Both the Mayor of Rubavu district, Jean Pierre Twagiramungu and Musanze district Vice Mayor in charge of Economic Affairs, Winfrida Mpembyemungu, said that customer care was a top priority of the Government, and urged the trainees to seize the opportunity and become ambassadors for customer care revolution in the country
Gatabazi said that the training was in line with the institution’s mandate to empower Rwandans with practical hands-on skills to help transform the country’s economy.

"Our country’s key resources are its people. But they (Rwandans) need to be of more value in terms of skills in order to take charge of their own and their country’s destiny,” Dr Gatabazi noted.

Dr Gatabazi noted that WDA wanted to make a contribution towards developing a strong hospitality industry, adding that the country’s recent major leap in the world Doing Business ranking should be repeated in the near future.

In its recent Doing Business report, the World Bank ranked Rwanda as the world’s top business reformer in 2009, jumping from 143rd position last year to 67th from 143rd in 183 countries.

"We are learning from the people who have held the first position in Doing Business in four straight years, and we would like to come much closer to the number one spot in the near future,” Dr Gatabazi said in reference to the recent agreement signed between WDA and Singapore Cooperation Enterprise (SCE) – Singapore has held the first position in four consecutive years in Doing Business rankings.

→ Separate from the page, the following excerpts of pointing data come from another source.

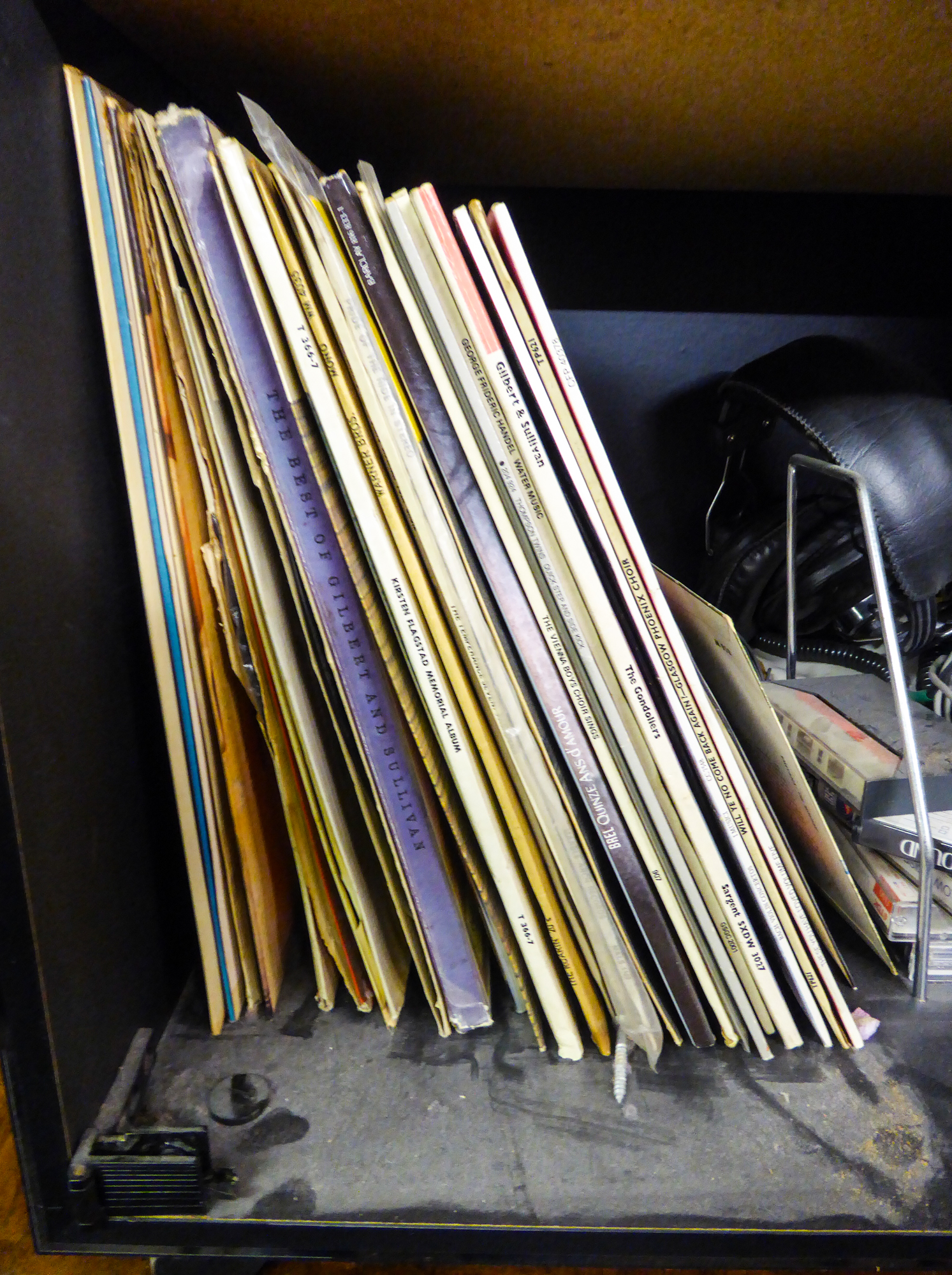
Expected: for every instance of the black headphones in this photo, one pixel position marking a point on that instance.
(842, 402)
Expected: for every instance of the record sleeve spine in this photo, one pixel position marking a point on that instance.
(628, 869)
(401, 604)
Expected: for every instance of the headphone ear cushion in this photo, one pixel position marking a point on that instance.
(736, 577)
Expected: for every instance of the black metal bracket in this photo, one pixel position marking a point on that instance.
(147, 1171)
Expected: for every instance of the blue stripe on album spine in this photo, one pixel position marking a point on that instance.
(164, 578)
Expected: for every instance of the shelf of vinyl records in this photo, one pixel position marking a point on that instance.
(419, 678)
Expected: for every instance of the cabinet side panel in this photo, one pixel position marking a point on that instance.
(94, 857)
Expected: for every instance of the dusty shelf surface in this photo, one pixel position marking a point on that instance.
(365, 1125)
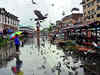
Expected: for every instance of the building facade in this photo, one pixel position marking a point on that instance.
(8, 20)
(91, 9)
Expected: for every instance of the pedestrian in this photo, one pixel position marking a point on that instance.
(17, 43)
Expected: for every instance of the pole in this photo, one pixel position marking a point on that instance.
(38, 34)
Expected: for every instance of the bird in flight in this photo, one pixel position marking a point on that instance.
(33, 2)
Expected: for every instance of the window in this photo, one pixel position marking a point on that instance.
(98, 1)
(98, 15)
(98, 8)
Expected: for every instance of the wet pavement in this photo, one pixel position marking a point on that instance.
(43, 61)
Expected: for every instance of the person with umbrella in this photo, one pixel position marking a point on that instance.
(17, 42)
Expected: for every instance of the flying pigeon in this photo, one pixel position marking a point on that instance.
(33, 2)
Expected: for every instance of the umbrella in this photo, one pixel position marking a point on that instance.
(13, 35)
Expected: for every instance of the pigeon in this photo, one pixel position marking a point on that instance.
(33, 2)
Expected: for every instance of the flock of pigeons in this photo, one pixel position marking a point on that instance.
(40, 15)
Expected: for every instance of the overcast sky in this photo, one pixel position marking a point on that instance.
(24, 8)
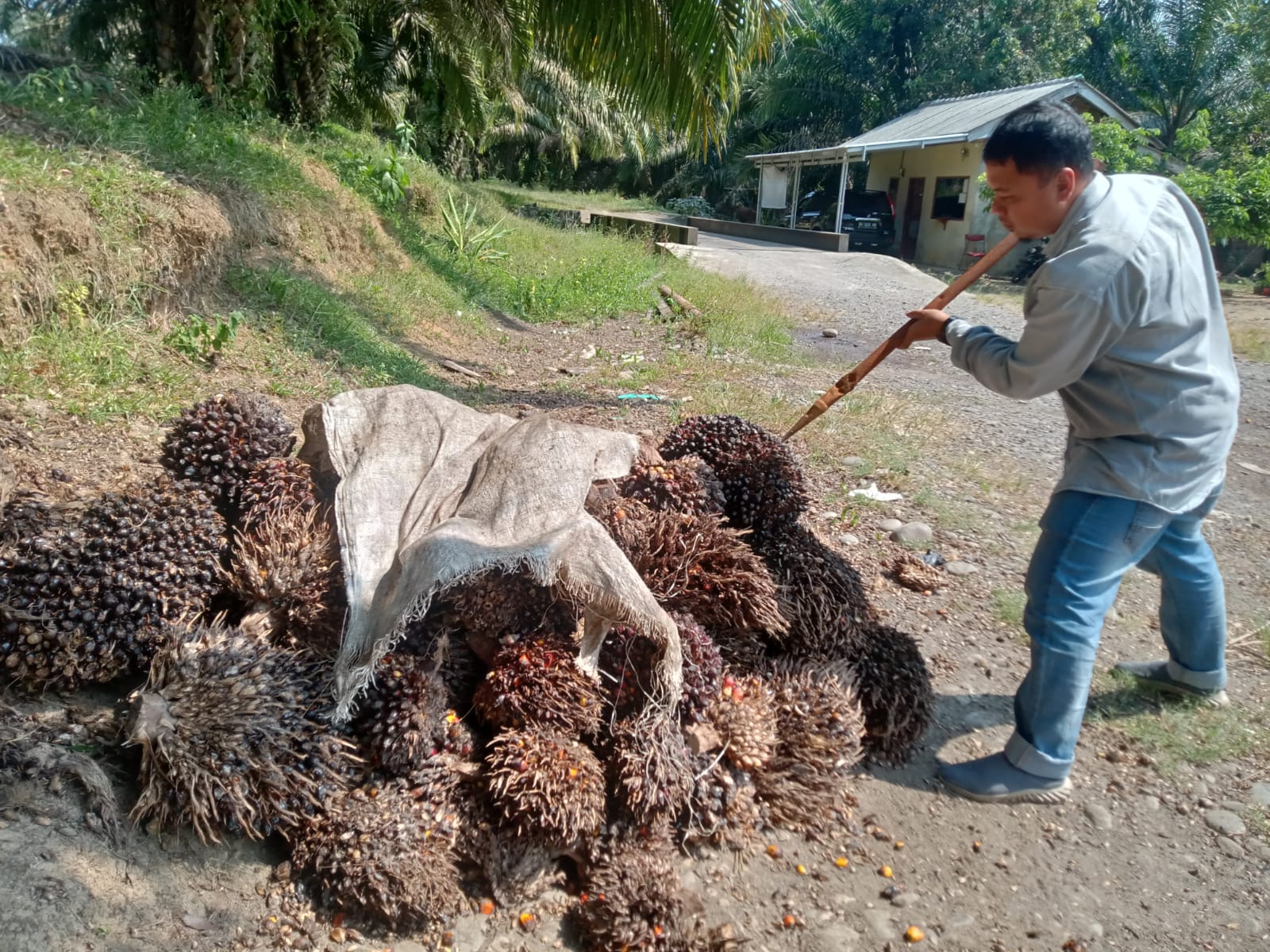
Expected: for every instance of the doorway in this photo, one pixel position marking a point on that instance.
(912, 219)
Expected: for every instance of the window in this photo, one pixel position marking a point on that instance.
(950, 198)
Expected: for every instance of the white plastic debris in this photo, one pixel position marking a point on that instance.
(876, 494)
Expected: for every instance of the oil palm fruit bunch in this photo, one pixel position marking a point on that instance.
(539, 685)
(88, 605)
(406, 721)
(219, 442)
(286, 569)
(821, 727)
(762, 484)
(632, 895)
(230, 739)
(272, 488)
(545, 785)
(695, 565)
(819, 593)
(385, 850)
(895, 689)
(629, 659)
(25, 516)
(516, 869)
(914, 574)
(686, 486)
(503, 606)
(652, 767)
(745, 716)
(723, 806)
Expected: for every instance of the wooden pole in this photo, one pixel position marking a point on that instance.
(850, 381)
(685, 305)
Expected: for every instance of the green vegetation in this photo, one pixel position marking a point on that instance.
(139, 164)
(1007, 606)
(1175, 730)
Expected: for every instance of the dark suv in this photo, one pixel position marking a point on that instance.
(869, 217)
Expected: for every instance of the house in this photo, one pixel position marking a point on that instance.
(929, 162)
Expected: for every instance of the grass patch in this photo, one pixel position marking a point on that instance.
(1251, 343)
(95, 349)
(572, 276)
(333, 327)
(1257, 819)
(169, 130)
(1007, 606)
(99, 367)
(1179, 731)
(512, 197)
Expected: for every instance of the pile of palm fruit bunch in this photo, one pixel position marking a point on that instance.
(483, 761)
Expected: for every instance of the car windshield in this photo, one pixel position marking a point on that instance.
(867, 203)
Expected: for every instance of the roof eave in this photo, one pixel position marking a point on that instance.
(920, 143)
(802, 156)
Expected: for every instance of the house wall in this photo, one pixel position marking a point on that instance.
(937, 243)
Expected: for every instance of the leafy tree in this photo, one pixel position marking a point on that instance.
(1172, 59)
(679, 63)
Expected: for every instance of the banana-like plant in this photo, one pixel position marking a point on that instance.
(469, 240)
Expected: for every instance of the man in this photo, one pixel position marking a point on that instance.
(1124, 321)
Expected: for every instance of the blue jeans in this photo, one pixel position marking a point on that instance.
(1087, 543)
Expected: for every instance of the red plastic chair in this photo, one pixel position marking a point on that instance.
(976, 248)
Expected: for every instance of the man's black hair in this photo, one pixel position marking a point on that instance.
(1043, 139)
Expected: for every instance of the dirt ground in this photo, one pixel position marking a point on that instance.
(1130, 863)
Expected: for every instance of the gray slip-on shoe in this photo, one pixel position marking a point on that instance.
(1156, 677)
(994, 780)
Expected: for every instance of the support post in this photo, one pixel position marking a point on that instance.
(842, 194)
(798, 188)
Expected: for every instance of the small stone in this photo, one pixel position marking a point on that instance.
(914, 532)
(1230, 847)
(1226, 823)
(702, 738)
(1099, 816)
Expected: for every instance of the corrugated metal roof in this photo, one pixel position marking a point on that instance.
(956, 120)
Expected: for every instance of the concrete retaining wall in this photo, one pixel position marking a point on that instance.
(819, 240)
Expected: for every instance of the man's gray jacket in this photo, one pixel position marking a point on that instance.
(1126, 321)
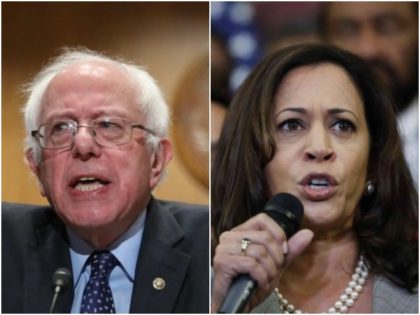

WDA and SCE signed the agreement in Kigali last month under which the latter will help build a competitive Technical and Vocational Education and Training (TVET) system in Rwanda.

He said that, like Rwanda, Singapore has no natural resources, but have managed to transform the economy drastically over the past few decades.

Also present at the launch of the training programmes were representatives of Rwanda Development Board (RDB) and the Private Sector Federation (PSF).

This came hot on the heels of a one-week customer care training for 90 hotel and restaurant managers from around Kigali City at La Pallise Hotel in Kigali City. Conducted by WDA instructors, the training was organized in conjunction with Kigali City Council (KCC), RDB and the Association of Hotels and Restaurants of Rwanda.